自動車や航空機などを製造する富士重工業は創業100周年を迎える2017年4月、社名を「SUBARU(スバル)」に変更する。スバルは売上高の9割超を占める自動車部門のブランド名。中核ブランドに社名を合わせる試みだ。
スバルはおうし座に属するプレアデス星団の和名で、六連星(むつらぼし)とも呼ばれる。その名が自動車に冠されるようになったのは、「太平洋戦争の敗戦に伴う財閥解体で分割された企業が再結集した」という同社の歩みに由来している。
同社の源流、中島飛行機は旧陸軍の戦闘機「隼(はやぶさ)」などを開発した巨大航空機メーカーだった。しかし戦後、12社に分割された。うち5社の出資で1953年発足したのが富士重。55年にはこの富士重が5社を吸収合併し、現在の富士重が形作られた。

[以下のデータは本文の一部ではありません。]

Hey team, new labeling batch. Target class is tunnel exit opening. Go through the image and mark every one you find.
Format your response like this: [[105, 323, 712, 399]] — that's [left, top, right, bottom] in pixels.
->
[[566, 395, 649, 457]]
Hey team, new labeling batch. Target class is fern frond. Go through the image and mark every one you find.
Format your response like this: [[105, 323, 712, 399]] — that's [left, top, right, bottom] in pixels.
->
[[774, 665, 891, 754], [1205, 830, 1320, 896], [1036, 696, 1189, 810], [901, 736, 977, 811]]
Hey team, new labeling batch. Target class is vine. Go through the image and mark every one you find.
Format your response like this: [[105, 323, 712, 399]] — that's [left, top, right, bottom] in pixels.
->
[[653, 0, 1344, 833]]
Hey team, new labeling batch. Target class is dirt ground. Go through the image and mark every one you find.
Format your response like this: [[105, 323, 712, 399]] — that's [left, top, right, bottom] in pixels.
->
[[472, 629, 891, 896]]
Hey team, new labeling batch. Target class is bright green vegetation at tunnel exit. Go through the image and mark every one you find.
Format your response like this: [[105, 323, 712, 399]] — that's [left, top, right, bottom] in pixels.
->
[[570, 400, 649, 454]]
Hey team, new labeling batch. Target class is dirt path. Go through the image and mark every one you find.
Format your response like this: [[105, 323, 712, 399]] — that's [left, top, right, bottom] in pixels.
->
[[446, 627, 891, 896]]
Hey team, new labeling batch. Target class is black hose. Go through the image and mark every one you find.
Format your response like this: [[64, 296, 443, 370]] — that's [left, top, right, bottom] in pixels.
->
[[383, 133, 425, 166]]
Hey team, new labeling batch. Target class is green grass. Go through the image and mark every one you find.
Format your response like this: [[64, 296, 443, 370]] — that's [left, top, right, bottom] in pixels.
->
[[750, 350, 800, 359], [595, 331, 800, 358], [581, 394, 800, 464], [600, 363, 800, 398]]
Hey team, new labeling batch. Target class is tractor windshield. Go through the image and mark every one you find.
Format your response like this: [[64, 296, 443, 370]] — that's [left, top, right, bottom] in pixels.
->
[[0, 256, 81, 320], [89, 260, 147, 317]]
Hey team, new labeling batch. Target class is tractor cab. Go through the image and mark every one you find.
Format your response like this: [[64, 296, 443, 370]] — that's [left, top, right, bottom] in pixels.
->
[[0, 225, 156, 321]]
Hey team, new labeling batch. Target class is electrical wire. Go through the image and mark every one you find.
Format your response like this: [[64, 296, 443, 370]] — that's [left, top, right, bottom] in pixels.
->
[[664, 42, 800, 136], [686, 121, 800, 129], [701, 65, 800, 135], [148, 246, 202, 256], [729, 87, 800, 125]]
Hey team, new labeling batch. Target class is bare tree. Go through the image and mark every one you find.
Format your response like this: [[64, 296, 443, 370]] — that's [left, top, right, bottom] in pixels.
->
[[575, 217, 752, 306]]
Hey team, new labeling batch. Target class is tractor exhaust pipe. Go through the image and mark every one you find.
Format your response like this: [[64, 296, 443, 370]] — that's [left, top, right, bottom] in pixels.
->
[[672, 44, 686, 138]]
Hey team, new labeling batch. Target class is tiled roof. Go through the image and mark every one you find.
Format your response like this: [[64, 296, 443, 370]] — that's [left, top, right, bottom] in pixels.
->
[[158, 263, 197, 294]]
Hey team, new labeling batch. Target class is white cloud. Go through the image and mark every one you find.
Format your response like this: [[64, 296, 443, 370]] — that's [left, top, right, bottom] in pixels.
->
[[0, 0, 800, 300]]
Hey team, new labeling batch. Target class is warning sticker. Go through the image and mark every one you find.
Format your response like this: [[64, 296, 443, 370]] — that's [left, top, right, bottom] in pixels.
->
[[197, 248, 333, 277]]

富士重の初代社長は開発中の試作車を「スバル1500」と名付けた。命名の経緯について詳しい記録は残っていないが、6社を「統(す)べる=統合する」という意味や、創業事業の空への思いがあったとみられる。そしてスバルの名は58年発売の同社初の市販車「スバル360」などに受け継がれた。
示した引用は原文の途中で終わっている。